Três atitudes, três posicionamentos, que vêm no sentido de que o país precisa. Para já, creio que Pedro Passos Coelho ganhou direito ao respeito dos seus correligionários e do país. Um respeito que, no meu caso, resulta do pequeno raio de luz que a fresta entreaberta deixou passar. Claro que só agora as dificuldades das acções concretas, que sempre ficam para além das boas intenções, começam. Veremos, não tarda nada, no que dará o que parece ser uma vontade decidida de atacar os lugares comuns da acção política a que já estamos (tristemente) habituados. E parece não querer perder tempo. O repto que lançou para que a revisão constitucional se faça imediatamente – esta legislatura tem poderes de revisão constitucional – mostra que também soube interpretar correctamente que o País não pode perder tempo. A primeira resposta do Partido Socialista a tal repto, pela boca do seu líder parlamentar, Francisco Assis, veio com a treta do costume, Que “tal não é uma prioridade do PS”. Já estamos habituados a que os políticos usem essa expressão quando não querem fazer o que se mostra necessário. Até parece que têm tão pouca gente que não se podem dar-se ao luxo de desviar a acção dos seus especialistas na matéria para fazer o que é preciso. Péssima reacção vinda de quem devia ser o mais interessado em que as coisas, todas as coisas, andassem para a frente em Portugal.

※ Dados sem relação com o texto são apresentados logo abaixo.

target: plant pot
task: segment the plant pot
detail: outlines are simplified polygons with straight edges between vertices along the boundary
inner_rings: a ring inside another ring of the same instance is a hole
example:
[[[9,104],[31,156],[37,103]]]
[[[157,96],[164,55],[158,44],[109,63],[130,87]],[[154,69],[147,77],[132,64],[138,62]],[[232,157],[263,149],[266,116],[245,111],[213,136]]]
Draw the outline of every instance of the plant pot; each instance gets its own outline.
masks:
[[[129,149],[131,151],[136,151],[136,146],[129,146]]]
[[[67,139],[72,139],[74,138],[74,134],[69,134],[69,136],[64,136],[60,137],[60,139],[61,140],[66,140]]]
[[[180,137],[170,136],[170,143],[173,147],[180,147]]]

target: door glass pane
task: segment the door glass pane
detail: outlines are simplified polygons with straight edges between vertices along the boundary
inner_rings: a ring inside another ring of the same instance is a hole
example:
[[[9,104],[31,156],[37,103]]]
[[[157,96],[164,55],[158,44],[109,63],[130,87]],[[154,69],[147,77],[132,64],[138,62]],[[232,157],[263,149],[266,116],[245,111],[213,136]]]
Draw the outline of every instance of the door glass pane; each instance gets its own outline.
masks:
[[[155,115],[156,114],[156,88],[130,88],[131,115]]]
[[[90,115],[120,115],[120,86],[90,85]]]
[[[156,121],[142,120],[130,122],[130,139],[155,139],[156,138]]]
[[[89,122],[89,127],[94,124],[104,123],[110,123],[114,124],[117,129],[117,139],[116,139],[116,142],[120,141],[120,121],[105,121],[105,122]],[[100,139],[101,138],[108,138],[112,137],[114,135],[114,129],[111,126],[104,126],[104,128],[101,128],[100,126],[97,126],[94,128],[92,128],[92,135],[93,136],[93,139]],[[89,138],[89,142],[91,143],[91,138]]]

Uma fresta. Um pequeníssimo raio de luz que nem sequer nos deixa na penumbra. A escuridão ainda persiste. Mas a breve tonalidade cinzenta que o negro assumiu é, seguramente, um sinal positivo. Pela minha parte e enquanto português, estou decidido a ajudar na força hercúlea que se mostra necessária para alargar a fresta, até que seja possível ter as janelas todas do nosso quarto escuro escancaradas. Ainda que por ela se vejam, então, apenas nuvens e o sol tarde em brilhar.